La víctima terrorista propiamente dicha ya no está en condiciones de buscar sentido por sí sola. Ha muerto, ha desaparecido de este mundo, pero aun así, el sentido de su vida no ha quedado fijado de forma definitiva en el momento de su asesinato. No es ése el instante en el que hay que preguntarse si tuvo o no tuvo sentido, o si tuvo más o menos, sino que también cuenta lo que hagamos nosotros después en consideración a ella.
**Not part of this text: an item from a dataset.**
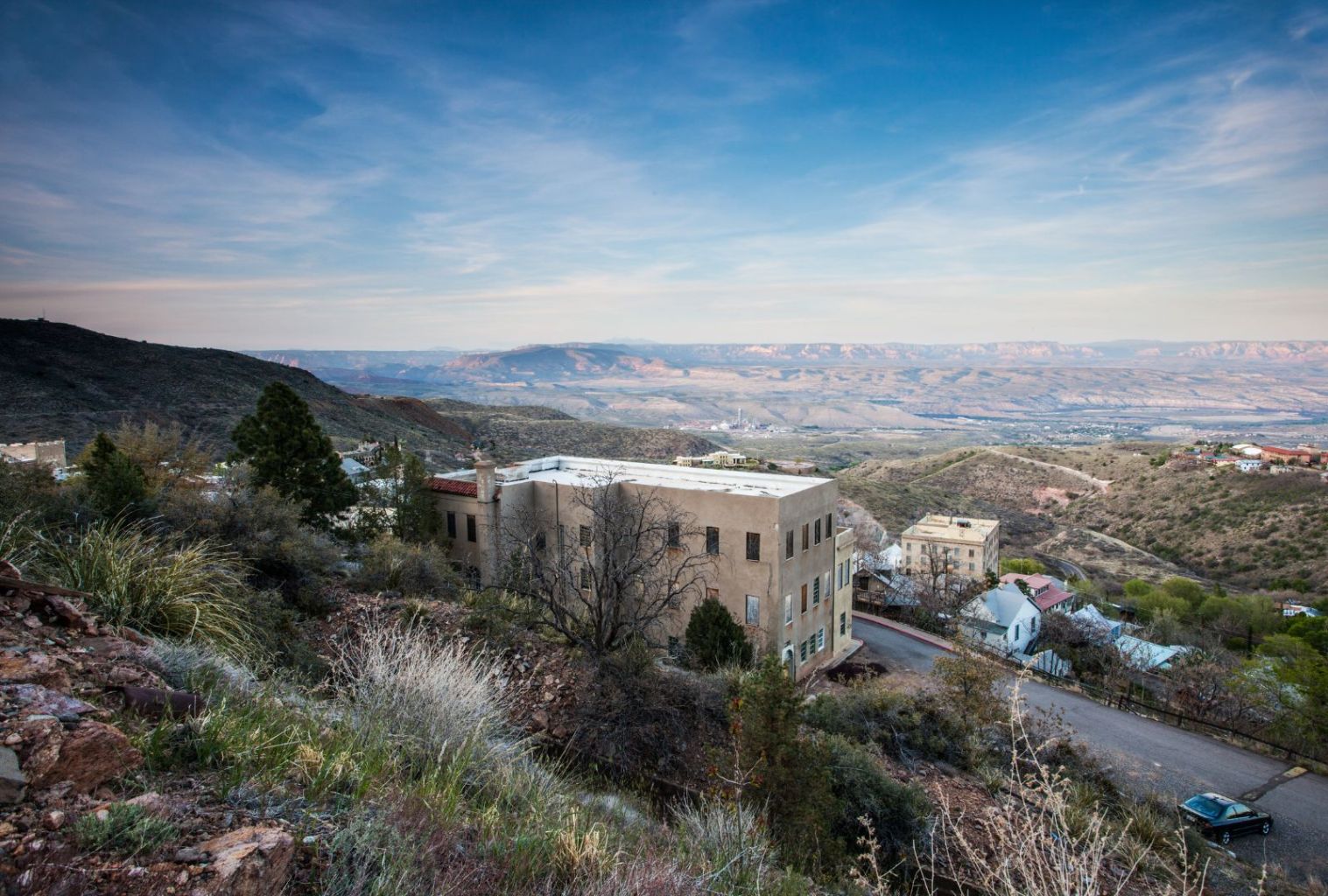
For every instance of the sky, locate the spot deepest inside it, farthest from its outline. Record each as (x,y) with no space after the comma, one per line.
(404,176)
Para el segundo tipo de víctima, para la familia o para sus amigos, la cuestión es más clara todavía. Su sufrimiento es actual y permanente, pero el sentido de ese sufrimiento está por escribir. Y aunque su protagonismo en esa búsqueda es indudable, también depende en gran medida de actuaciones ajenas que la víctima es incapaz de controlar completamente.
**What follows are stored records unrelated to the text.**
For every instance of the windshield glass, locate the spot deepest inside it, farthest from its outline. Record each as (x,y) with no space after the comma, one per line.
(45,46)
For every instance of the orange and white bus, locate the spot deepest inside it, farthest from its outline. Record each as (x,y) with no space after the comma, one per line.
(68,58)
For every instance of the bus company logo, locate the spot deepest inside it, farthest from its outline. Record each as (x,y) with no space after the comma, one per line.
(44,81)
Esta dependencia externa en la búsqueda de sentido no es tan evidente en otro tipo de muertes, como las causadas por enfermedad o accidente. La mayoría acontecen en un ámbito privado, ajeno a cualquier avatar político, donde la responsabilidad de la víctima para culminar la búsqueda con éxito o sin él es estrictamente individual. Aquí, sin embargo, decisiones ajenas de carácter público tienen una enorme capacidad de incidir violentamente sobre el carácter más fundamental e íntimo de la vida del individuo: sobre el propio sentido de su vida y de su muerte.

Pero en esta tragedia hay más personajes. De hecho, nos falta el personaje fundamental: el criminal, el causante de todo ese dolor. Él también se encuentra en busca de sentido. Y me atrevería a decir que más todavía, porque él se juega aún más. Si fracasa completamente, su papel estará más próximo al de asesino que al de héroe, su sufrimiento -en la cárcel, en la clandestinidad o en el exilio-, insoportable sufrimiento sin sentido, y, además, deberá asumir el ser agente provocador del mismo dolor sin motivo en la pluralidad de sus víctimas.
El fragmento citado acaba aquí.